To understand to perfection the most harmonious arrangement of evergreen trees, a person should travel a few days in some parts of the State of Maine, the home of a large portion of this beautiful tribe. Let him study, for a while, the exquisite groups and combinations of the various species, as he finds them carelessly and naturally arranged in their native habitats, and he need not study books, nor consult the landscape gardener, to be informed of the best style of planting his evergreens, and other shrubs or trees. He will find Nature the best teacher.

There is no greater departure from correct taste, than to plant the fir, or other evergreens of that habit, singly, or in regular rows. The hemlock, Norway spruce, and others, may sometimes be planted singly on the lawn; but, as a general rule, most of the evergreens should be planted in groups, or belts, varied with the different sorts. Evergreens seem to be social in their habits, if we may so speak; they seem to flourish best when grown together. Some of the evergreen trees, planted in the solitary style, soon lose their lower limbs, become ragged and unsightly, - a nuisance and an eye-sore to those who are compelled to see them from day to day. Naturally, from cold latitudes, they require the protection and shelter of each other, to screen their roots from the powerful action of the summer's sun. When grouped together, and the lower branches encouraged to grow to the ground, they receive this protection, and will give ample satisfaction to those who adopt this style of planting.

Our own country affords all the variety needful to make an elegant shrubbery, a warm belt, or protective hedge. But there are many evergreens, of foreign growth, that are desirable, to give additional variety and charm to a collection of our own trees. Some of them, as yet, are of doubtful hardiness; but, under the lee of our beautiful hemlocks, spruces, or pines, they will be placed in the most favorable circumstances for successful trial; and Net only these, but the magnolias, rhododendrons, and other equally difficult trees and shrubs to manage in a northern climate, will, if anywhere, succeed.

Mr. Downing says : "Well-grown belts of evergreens, pines and furs, which, --------- in conic forms arise,

And with a pointed spear divide the skies,' have, in their congregated strength, a power of shelter and protection that no inexperienced person can possibly understand, without actual experience and the evidence of his own senses. Many a place, almost uninhabitable from the rude blasts of wind that sweep over it, has been rendered comparatively calm and sheltered. Many a garden, so exposed that the cultivation of tender trees and plants was almost impossible, has been rendered mild and genial in its climate, by the growth of a close shelter, composed of masses and groups of Evergreen Trees."

Most of the northern Evergreen Trees are enumerated and described by Mr. Emerson, in his excellent work on "The Trees and Shrubs of Massachusetts," to which we would refer our readers for many interesting details and particulars, and from which we have made many extracts.

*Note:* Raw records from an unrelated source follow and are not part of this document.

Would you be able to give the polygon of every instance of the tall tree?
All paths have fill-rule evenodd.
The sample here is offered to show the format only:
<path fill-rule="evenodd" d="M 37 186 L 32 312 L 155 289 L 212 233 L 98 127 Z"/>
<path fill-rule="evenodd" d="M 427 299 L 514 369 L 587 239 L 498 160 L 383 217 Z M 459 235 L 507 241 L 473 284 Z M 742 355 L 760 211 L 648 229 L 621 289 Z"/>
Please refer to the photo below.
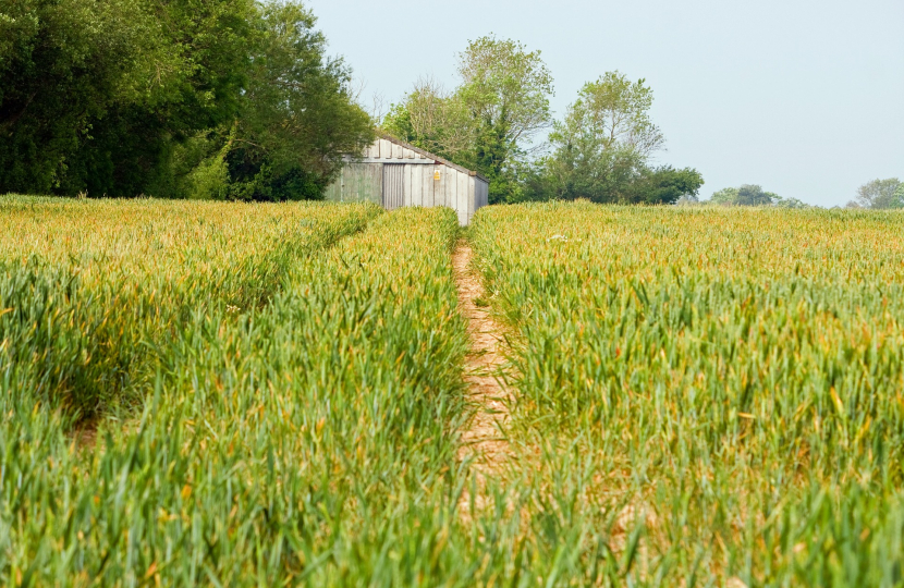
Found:
<path fill-rule="evenodd" d="M 550 134 L 553 151 L 542 161 L 536 198 L 589 198 L 598 203 L 674 203 L 696 196 L 699 172 L 652 169 L 652 154 L 664 146 L 649 117 L 652 90 L 644 79 L 609 72 L 584 85 L 565 118 Z"/>
<path fill-rule="evenodd" d="M 857 188 L 856 204 L 862 208 L 877 210 L 889 208 L 904 208 L 904 195 L 901 194 L 902 183 L 897 177 L 874 180 Z"/>
<path fill-rule="evenodd" d="M 517 200 L 532 143 L 551 125 L 552 75 L 539 51 L 491 36 L 468 44 L 457 70 L 453 91 L 419 82 L 383 127 L 485 174 L 491 204 Z"/>
<path fill-rule="evenodd" d="M 262 9 L 247 89 L 222 155 L 235 197 L 317 198 L 342 156 L 374 139 L 370 118 L 350 94 L 350 69 L 327 57 L 315 23 L 298 4 Z"/>
<path fill-rule="evenodd" d="M 160 33 L 139 0 L 0 0 L 0 191 L 59 185 L 93 122 L 157 82 Z"/>
<path fill-rule="evenodd" d="M 315 197 L 371 123 L 309 11 L 0 0 L 0 192 Z"/>

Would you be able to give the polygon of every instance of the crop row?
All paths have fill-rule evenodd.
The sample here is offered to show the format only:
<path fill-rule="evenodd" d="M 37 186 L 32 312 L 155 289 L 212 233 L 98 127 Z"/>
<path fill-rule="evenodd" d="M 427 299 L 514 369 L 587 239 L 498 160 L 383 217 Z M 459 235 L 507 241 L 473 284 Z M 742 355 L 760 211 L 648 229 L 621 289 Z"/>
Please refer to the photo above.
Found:
<path fill-rule="evenodd" d="M 901 222 L 584 204 L 478 216 L 511 330 L 513 437 L 539 453 L 513 467 L 540 489 L 576 479 L 575 520 L 608 551 L 642 538 L 637 583 L 899 586 Z"/>

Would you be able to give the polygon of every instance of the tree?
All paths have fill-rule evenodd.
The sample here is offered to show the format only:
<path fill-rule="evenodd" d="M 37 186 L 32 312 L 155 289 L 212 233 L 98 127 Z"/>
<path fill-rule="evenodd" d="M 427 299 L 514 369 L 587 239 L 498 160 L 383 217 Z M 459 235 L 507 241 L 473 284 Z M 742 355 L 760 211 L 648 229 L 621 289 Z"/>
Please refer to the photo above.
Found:
<path fill-rule="evenodd" d="M 382 126 L 490 180 L 490 204 L 522 198 L 532 140 L 551 125 L 552 75 L 539 51 L 481 37 L 459 54 L 461 84 L 445 93 L 422 79 Z"/>
<path fill-rule="evenodd" d="M 59 185 L 93 122 L 158 85 L 159 33 L 138 0 L 3 0 L 0 192 Z"/>
<path fill-rule="evenodd" d="M 344 154 L 372 143 L 370 118 L 354 103 L 351 71 L 326 56 L 314 15 L 266 4 L 229 149 L 229 194 L 243 199 L 318 198 Z"/>
<path fill-rule="evenodd" d="M 759 185 L 744 184 L 741 187 L 722 188 L 713 193 L 710 201 L 725 206 L 771 206 L 783 201 L 783 198 L 772 192 L 763 191 Z"/>
<path fill-rule="evenodd" d="M 430 77 L 422 77 L 405 101 L 393 105 L 384 131 L 462 164 L 473 164 L 477 121 L 459 97 Z"/>
<path fill-rule="evenodd" d="M 256 0 L 0 0 L 0 192 L 319 196 L 372 128 L 314 24 Z"/>
<path fill-rule="evenodd" d="M 676 170 L 671 166 L 645 168 L 639 177 L 624 189 L 624 201 L 630 204 L 675 204 L 681 198 L 696 200 L 704 185 L 700 172 L 692 168 Z"/>
<path fill-rule="evenodd" d="M 532 184 L 533 196 L 653 204 L 696 194 L 703 184 L 696 170 L 648 167 L 664 146 L 649 118 L 651 106 L 644 79 L 609 72 L 585 84 L 550 134 L 553 151 L 541 163 L 547 177 Z"/>
<path fill-rule="evenodd" d="M 902 184 L 897 177 L 874 180 L 857 188 L 856 204 L 862 208 L 904 208 Z"/>

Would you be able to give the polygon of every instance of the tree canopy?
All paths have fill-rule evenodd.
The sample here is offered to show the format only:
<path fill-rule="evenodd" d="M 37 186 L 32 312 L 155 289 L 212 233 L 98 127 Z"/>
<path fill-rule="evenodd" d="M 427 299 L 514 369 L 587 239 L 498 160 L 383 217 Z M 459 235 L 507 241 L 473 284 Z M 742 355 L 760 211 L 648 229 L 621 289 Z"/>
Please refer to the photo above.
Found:
<path fill-rule="evenodd" d="M 549 140 L 533 198 L 588 198 L 597 203 L 673 204 L 696 196 L 704 183 L 694 169 L 650 166 L 665 138 L 649 117 L 652 90 L 609 72 L 585 84 Z"/>
<path fill-rule="evenodd" d="M 0 192 L 317 197 L 372 139 L 298 4 L 0 0 Z"/>
<path fill-rule="evenodd" d="M 847 206 L 874 210 L 904 208 L 904 183 L 897 177 L 867 182 L 857 188 L 856 199 Z"/>
<path fill-rule="evenodd" d="M 552 124 L 552 75 L 539 51 L 481 37 L 459 54 L 451 91 L 419 81 L 383 128 L 490 180 L 490 204 L 522 198 L 518 174 L 533 139 Z"/>

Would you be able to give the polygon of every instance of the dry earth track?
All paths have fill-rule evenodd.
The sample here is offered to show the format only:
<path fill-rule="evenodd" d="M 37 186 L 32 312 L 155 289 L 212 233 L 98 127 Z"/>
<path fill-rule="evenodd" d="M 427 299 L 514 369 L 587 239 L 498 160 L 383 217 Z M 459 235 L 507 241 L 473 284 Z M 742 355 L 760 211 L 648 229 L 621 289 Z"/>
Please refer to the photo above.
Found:
<path fill-rule="evenodd" d="M 467 319 L 471 353 L 465 365 L 468 401 L 474 414 L 462 433 L 459 460 L 472 460 L 476 475 L 476 495 L 466 490 L 460 504 L 462 513 L 471 511 L 472 502 L 478 511 L 487 505 L 487 480 L 497 478 L 510 456 L 504 430 L 510 421 L 508 391 L 500 383 L 505 359 L 501 353 L 502 328 L 490 315 L 489 307 L 477 305 L 484 287 L 471 270 L 474 254 L 465 242 L 460 242 L 452 255 L 452 268 L 459 289 L 459 308 Z"/>

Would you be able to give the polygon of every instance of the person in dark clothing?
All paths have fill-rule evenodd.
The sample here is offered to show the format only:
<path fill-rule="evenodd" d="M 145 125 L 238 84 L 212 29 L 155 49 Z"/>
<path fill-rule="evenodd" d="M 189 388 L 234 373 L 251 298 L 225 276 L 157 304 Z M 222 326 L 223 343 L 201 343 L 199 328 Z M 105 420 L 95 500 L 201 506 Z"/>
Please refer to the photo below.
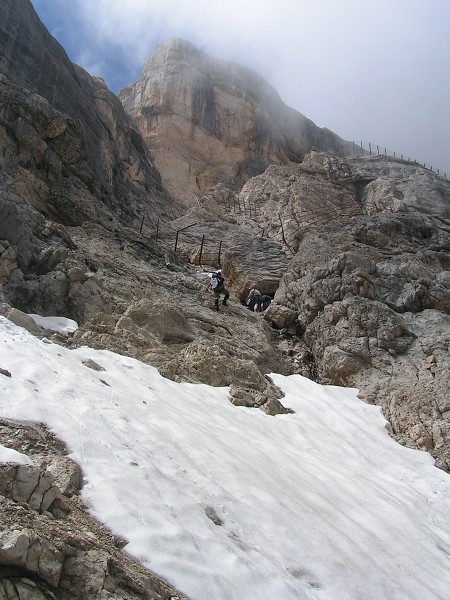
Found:
<path fill-rule="evenodd" d="M 222 304 L 227 306 L 228 298 L 230 293 L 225 287 L 225 277 L 222 275 L 222 271 L 219 269 L 210 274 L 210 280 L 206 287 L 207 290 L 211 289 L 214 293 L 214 309 L 219 310 L 220 296 L 223 294 Z"/>

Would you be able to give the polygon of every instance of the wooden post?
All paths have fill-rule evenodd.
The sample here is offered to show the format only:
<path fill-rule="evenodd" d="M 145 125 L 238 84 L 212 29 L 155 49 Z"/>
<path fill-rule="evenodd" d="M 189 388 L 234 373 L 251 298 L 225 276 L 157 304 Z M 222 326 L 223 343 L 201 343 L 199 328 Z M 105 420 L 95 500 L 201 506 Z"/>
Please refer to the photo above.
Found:
<path fill-rule="evenodd" d="M 203 244 L 205 242 L 205 234 L 202 235 L 202 243 L 200 244 L 200 255 L 198 257 L 198 264 L 202 264 Z"/>

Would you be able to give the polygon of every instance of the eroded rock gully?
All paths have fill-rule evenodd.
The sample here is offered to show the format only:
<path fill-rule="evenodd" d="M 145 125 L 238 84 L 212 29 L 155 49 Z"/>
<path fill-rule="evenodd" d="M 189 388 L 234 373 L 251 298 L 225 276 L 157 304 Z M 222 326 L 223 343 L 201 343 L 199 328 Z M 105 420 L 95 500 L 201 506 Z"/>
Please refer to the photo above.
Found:
<path fill-rule="evenodd" d="M 357 387 L 449 470 L 448 181 L 352 156 L 259 76 L 182 40 L 122 105 L 28 0 L 0 3 L 0 29 L 1 314 L 38 336 L 27 313 L 75 319 L 54 341 L 230 386 L 268 414 L 286 410 L 270 372 Z M 231 301 L 216 313 L 204 271 L 219 260 Z M 274 295 L 265 315 L 242 304 L 251 286 Z M 34 462 L 1 469 L 0 597 L 178 597 L 89 519 L 59 442 L 0 429 Z"/>

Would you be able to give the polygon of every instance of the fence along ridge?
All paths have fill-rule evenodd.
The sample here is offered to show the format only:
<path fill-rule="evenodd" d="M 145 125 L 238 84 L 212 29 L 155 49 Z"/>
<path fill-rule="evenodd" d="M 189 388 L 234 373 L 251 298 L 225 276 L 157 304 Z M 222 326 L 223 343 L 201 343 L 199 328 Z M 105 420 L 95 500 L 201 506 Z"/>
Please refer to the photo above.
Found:
<path fill-rule="evenodd" d="M 428 171 L 432 171 L 435 175 L 439 175 L 439 177 L 447 178 L 447 172 L 442 172 L 441 169 L 434 169 L 432 165 L 421 162 L 415 158 L 408 157 L 406 154 L 400 154 L 395 150 L 390 150 L 385 146 L 380 146 L 379 144 L 372 144 L 372 142 L 352 142 L 353 150 L 352 156 L 389 156 L 390 158 L 398 158 L 400 160 L 405 160 L 413 165 L 419 165 Z M 375 151 L 376 149 L 376 151 Z M 342 157 L 348 156 L 348 153 L 345 153 L 342 148 Z"/>

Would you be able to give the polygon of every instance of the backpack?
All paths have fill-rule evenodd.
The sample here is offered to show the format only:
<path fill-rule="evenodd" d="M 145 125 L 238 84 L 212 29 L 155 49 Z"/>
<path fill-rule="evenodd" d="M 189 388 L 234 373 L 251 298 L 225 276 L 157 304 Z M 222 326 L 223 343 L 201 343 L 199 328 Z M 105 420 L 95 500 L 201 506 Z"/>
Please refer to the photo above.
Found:
<path fill-rule="evenodd" d="M 214 289 L 220 287 L 221 285 L 223 285 L 224 281 L 225 281 L 225 279 L 223 277 L 221 277 L 217 273 L 212 273 L 212 276 L 211 276 L 211 289 L 214 290 Z"/>

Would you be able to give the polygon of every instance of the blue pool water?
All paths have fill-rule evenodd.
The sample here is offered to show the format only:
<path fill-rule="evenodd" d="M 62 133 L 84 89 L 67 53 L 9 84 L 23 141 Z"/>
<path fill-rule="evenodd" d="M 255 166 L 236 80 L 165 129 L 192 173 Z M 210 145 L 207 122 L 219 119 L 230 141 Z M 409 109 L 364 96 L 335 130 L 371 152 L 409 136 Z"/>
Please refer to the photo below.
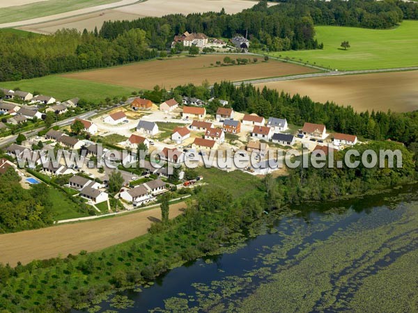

He says : "The pines, firs, junipers, cypresses, larches, hemlock, and yews, with some foreign trees, form a very distinct and natural group. The name Evergreen, by which they are commonly known, is liable to the exception, that one of the genera found in this climate, the Larch, loses its leaves in winter. The Evergreens are divided into three sections :

"1st. Those whose fruit is a true cone, with numerous imbricate scales, like the fir and pine.

"2d. Those with a globular, compound fruit, like the cypress and arbor vitae.

"3d. Those with a globular, compound fruit, like the yew."